Dice

Dice are an object type in Tabletop Playground. When you pick up and throw dice, they get a random spin and every player gets a notification with what was rolled once thrown dice come to rest. When you drop dice without throwing them, they behave as generic objects. Rotating a picked up die cycles through each face pointing up. You can also roll dice without picking them up by pressing the object action button.

Dice also have special tooltips: when hovering a single die, the tooltip will show which face is up. When multiple dice are selected, the tooltip shows how often each face is up and the sum of all faces. For custom dice, faces can also have names instead of numbers. The names are included in the tooltip, but not counted towards the sum.

Texture Maps

If you want to create custom dice using the default models and your own textures, here are sample images that show where the faces of the dice are mapped to the texture: Dice UVs. If you want to modify the standard normal maps and extra maps, you can find them here: Dice_Textures.

Face Directions

If you need not just a custom image for your dice, but a custom shape, you can import your own 3D model. For the tooltips and dice roll messages, the game needs to know where the dice faces on your custom model are, as well as their names and numbers. You can set up the faces in the editor. Each face direction is a vector: it should be the direction from the center of the model to the center of the respective face. You can visualize the face directions by clicking on the eye icon on the dice editor pane.

Card holders

Card holders are an object type in Tabletop Playground. A card holder can contain a number of cards. When dropping a new card onto a card holder, the existing cards move to show where the new card will be put.

Card holders can be ownerless, or have a single player as owner. If they have an owner, all cards on the holder with their front face up are only visible to the owning player, other players just see a grey blur. Cards with their back face up are shown to all players.

Single cards or small card stacks can be put into card holders, as long as the capacity limit isn’t reached: card holders have a maximum number of cards that they can hold.

Card holders have two custom properties:
Take Cards: Determines whether only the owning player can take cards from the holder.
Owner: The player color that owns the card holder. Can be set to no player.

Cards

Cards are an object type in Tabletop Playground. Card objects can represent playing cards, tiles, or tokens. They have several properties that distinguish them from generic objects: Cards can be stacked – if you drop a card onto another card or stack of the same shape and size, both will get combined into a stack. You can take the top card from a stack by dragging it off. If you want to take a whole stack, click on it and hold until you pick up the stack.

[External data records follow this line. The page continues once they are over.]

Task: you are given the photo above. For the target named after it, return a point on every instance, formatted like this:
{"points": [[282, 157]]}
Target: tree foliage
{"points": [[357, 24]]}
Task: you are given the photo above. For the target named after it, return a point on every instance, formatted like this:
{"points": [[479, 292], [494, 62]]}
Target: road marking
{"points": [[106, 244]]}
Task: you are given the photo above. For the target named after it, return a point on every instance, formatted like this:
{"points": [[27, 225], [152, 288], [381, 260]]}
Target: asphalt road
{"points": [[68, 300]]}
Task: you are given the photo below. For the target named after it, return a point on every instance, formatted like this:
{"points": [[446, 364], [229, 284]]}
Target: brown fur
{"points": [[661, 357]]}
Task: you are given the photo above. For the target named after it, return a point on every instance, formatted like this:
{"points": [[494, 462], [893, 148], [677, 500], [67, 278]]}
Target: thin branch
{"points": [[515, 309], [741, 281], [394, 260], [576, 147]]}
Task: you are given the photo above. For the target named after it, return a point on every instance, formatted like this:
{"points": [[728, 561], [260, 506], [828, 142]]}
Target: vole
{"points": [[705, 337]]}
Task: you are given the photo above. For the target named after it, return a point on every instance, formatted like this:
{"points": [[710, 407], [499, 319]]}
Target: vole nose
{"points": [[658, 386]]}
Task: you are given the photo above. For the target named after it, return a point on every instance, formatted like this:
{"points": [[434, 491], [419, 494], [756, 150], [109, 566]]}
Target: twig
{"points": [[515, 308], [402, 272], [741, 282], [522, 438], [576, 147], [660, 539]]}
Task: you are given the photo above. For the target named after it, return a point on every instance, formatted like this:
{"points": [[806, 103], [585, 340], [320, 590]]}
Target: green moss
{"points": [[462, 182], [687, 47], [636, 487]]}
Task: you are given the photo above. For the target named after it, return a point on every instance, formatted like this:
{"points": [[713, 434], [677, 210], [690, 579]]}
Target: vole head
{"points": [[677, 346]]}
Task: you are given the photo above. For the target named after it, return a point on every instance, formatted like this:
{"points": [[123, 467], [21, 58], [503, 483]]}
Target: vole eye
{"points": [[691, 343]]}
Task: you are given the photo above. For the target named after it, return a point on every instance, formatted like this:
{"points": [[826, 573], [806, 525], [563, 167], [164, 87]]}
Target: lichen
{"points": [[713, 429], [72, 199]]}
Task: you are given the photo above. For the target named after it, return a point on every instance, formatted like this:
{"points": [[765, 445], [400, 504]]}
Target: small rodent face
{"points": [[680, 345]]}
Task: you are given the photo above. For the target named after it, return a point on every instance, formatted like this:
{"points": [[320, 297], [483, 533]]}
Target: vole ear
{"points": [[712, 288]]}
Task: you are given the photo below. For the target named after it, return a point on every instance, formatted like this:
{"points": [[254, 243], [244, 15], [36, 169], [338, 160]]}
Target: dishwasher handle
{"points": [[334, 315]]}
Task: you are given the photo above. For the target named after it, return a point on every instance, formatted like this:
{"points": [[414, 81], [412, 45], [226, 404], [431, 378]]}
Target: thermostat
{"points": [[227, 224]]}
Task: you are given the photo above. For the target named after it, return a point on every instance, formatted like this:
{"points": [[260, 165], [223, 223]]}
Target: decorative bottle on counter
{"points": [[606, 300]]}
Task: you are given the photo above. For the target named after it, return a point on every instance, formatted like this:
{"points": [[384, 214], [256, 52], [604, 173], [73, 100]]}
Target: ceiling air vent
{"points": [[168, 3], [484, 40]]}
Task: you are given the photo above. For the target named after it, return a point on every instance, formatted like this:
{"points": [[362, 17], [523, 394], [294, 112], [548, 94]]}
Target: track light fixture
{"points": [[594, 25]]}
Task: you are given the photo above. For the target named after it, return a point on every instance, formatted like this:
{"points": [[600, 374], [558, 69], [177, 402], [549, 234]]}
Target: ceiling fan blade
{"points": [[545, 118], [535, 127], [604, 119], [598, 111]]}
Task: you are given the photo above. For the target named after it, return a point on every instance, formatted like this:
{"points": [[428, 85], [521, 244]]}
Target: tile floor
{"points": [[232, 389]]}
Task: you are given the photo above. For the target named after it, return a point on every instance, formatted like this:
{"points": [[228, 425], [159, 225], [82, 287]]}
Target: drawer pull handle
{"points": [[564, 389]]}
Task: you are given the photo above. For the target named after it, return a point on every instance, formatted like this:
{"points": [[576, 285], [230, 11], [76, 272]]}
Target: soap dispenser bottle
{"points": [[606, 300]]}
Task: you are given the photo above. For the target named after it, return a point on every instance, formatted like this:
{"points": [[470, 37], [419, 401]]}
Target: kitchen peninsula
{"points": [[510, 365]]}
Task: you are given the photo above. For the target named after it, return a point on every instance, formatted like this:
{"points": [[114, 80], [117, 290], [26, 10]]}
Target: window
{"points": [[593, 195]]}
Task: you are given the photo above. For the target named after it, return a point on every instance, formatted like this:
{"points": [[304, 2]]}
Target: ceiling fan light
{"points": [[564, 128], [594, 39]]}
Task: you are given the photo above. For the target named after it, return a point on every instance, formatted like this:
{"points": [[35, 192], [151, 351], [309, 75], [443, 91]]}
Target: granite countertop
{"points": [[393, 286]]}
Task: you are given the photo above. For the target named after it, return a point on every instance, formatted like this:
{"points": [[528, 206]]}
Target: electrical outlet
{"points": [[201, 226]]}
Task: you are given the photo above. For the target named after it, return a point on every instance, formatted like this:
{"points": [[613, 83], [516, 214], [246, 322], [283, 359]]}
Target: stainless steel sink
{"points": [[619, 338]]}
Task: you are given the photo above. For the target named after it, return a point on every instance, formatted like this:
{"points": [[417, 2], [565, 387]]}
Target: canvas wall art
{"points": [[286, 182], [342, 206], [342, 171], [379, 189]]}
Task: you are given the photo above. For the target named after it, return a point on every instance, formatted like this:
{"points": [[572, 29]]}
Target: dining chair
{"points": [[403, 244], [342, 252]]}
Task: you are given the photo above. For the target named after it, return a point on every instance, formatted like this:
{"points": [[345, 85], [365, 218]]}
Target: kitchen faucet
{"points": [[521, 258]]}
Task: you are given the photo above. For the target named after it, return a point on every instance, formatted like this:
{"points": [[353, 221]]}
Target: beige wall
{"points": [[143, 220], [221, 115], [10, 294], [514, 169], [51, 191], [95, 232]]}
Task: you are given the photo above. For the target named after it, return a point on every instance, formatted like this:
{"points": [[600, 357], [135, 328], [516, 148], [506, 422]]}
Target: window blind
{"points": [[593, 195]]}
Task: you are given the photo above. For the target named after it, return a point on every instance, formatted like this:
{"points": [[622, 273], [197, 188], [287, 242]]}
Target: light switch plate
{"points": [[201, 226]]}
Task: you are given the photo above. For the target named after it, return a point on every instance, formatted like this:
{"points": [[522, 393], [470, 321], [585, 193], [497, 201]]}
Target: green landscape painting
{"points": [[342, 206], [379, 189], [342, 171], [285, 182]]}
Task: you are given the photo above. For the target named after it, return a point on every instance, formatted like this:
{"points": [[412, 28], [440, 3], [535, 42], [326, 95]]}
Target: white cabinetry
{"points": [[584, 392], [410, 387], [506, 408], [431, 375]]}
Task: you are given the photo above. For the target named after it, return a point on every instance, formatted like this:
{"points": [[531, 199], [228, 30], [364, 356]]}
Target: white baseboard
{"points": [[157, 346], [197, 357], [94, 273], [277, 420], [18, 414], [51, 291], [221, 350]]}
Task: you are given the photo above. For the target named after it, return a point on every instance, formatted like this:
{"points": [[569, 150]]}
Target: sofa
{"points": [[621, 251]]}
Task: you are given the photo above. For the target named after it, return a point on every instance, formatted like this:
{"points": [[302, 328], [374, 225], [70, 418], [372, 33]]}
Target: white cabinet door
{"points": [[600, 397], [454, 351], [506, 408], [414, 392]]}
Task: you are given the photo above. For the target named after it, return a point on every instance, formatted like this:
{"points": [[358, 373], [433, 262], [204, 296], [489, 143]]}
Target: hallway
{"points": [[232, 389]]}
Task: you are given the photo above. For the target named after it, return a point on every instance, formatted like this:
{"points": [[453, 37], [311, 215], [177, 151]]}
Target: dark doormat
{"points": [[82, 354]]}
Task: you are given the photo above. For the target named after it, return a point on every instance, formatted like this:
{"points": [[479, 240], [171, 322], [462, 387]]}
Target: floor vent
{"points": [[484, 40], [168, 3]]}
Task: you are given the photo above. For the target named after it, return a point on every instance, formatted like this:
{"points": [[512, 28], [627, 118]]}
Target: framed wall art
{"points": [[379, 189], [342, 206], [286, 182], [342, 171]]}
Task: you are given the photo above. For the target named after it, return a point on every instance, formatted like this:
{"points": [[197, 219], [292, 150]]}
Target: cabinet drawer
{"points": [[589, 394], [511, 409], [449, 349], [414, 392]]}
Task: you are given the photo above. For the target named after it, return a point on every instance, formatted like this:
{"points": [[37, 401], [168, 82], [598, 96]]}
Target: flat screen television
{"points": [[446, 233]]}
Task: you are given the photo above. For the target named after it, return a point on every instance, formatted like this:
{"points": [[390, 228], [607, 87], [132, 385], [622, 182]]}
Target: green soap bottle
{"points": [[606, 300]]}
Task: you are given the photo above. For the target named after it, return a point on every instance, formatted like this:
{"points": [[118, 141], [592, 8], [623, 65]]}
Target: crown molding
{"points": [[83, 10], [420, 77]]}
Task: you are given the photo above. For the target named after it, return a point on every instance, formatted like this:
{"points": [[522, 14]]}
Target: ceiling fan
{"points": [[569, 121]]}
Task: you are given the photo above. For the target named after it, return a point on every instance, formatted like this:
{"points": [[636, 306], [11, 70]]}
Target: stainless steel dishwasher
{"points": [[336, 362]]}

While you hold a card, its face isn’t visible to other players (they will only see a grey blur). To prevent cheating, the card front face is not visible for yourself either while you hold a card with its back face up. Cards can also be used with card holders, and their faces can be hidden from players that aren’t the owner of the card holder.

Card stacks have two custom context actions:
Shuffle: Randomly shuffles the cards in the stack.
Deal: Gives out a card to each card holder present in the game.
Split: Brings up a window that allows you to split the stack in different ways

Texture Map

If you want to create your own textures for card shapes other than square (which always uses up the whole texture), here are the exact shapes that are used. Since the rounded edges of the rounded style get distorted by strong scaling, there are three different shapes: The regular ones for cards that are relatively square, a high variant for cards where the height divided by the width is at least 1.17 (like standard 6 cm by 9 cm playing cards), and a wide on for cards with width / height < 0.86.

Rounded Regular
Rounded High
Rounded Wide
Round
Hexagonal

Generic objects

Generic objects do not have special behaviors. Most objects in a board game such as pieces or boards can be represented as generic objects.